Hi folks,
I have downgraded from Kubernetes 1.16 > 1.15 and used the Juju method for installation.
I deployed the NFS charm and associated it with the Kubernetes worker. However, although this worked flawlessly on 1.16, for some reason the setup seems to result in a NFS protocol mismatch on 1.15 - not sure if this is a bug in the NFS charm, or if there is an easy way to resolve it. (I imagine I just need to change the nfs provisioner definition somehow.)
From kubectl get events
LAST SEEN TYPE REASON OBJECT MESSAGE
5m54s Normal Scheduled pod/nfs-client-provisioner-7497897b88-92lm7 Successfully assigned default/nfs-client-provisioner-7497897b88-92lm7 to juju-e52e83-4
5m53s Warning FailedMount pod/nfs-client-provisioner-7497897b88-92lm7 MountVolume.SetUp failed for volume "nfs-client-root" : mount failed: exit status 32
Mounting command: systemd-run
Mounting arguments: --description=Kubernetes transient mount for /var/lib/kubelet/pods/68f581eb-2895-44ea-b902-b20ed3bdaef7/volumes/kubernetes.io~nfs/nfs-client-root --scope -- mount -t nfs 192.168.54.78:/srv/data/kubernetes-worker /var/lib/kubelet/pods/68f581eb-2895-44ea-b902-b20ed3bdaef7/volumes/kubernetes.io~nfs/nfs-client-root
Output: Running scope as unit: run-r911500b6fcbe43ed90b0da03b909b2d0.scope
mount.nfs: requested NFS version or transport protocol is not supported
5m53s Warning FailedMount pod/nfs-client-provisioner-7497897b88-92lm7 MountVolume.SetUp failed for volume "nfs-client-root" : mount failed: exit status 32
Actually I’m wondering if this is a bug in the version of the kubernetes-worker I used that’s included in charmed-kubernetes-270 for kube 1.15, as this seems to be an issue in the worker’s mount relation that is not present in latest…
Tried removing NFS and re-adding it to the model with nfs options tcp,nfsvers=4
but that didn’t seem to change the problem on the worker side.
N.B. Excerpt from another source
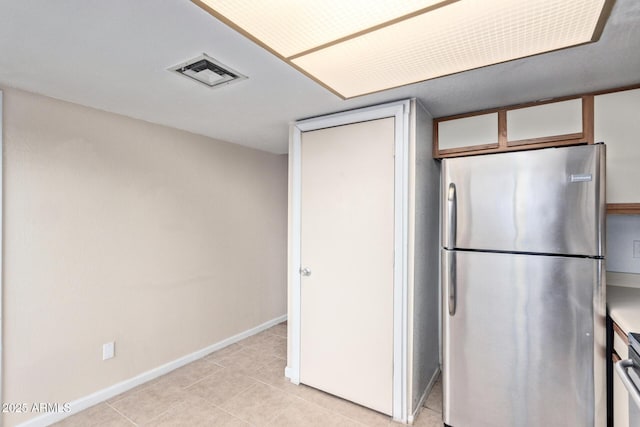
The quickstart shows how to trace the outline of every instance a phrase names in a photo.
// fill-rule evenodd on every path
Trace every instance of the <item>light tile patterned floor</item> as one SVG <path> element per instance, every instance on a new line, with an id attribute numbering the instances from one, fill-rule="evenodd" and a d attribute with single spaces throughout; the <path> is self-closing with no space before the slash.
<path id="1" fill-rule="evenodd" d="M 56 424 L 70 426 L 400 426 L 284 377 L 287 324 L 232 344 Z M 436 384 L 414 426 L 442 427 Z"/>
Going to try this again by destroying the model and redeploying with these options the first time in case my changes just aren’t taking…
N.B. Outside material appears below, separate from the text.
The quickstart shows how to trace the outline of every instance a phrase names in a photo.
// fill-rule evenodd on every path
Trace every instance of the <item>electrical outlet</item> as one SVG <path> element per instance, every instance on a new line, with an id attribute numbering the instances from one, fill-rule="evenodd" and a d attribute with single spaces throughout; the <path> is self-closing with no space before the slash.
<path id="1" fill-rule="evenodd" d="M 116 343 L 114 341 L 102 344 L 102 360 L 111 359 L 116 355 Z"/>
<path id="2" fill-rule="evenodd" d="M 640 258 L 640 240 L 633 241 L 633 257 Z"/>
Destroying and creating did not resolve the issue, and adding the mount options didn’t help either:
routhinator@andromeda:~$ kubectl get events
LAST SEEN TYPE REASON OBJECT MESSAGE
12m Warning FailedMount pod/nfs-client-provisioner-7fbbc85766-spwpd Unable to mount volumes for pod "nfs-client-provisioner-7fbbc85766-spwpd_default(6049df72-1131-4a8f-904e-71e01f86e556)": timeout expired waiting for volumes to attach or mount for pod "default"/"nfs-client-provisioner-7fbbc85766-spwpd". list of unmounted volumes=[nfs-client-root]. list of unattached volumes=[nfs-client-root default-token-qh2g5]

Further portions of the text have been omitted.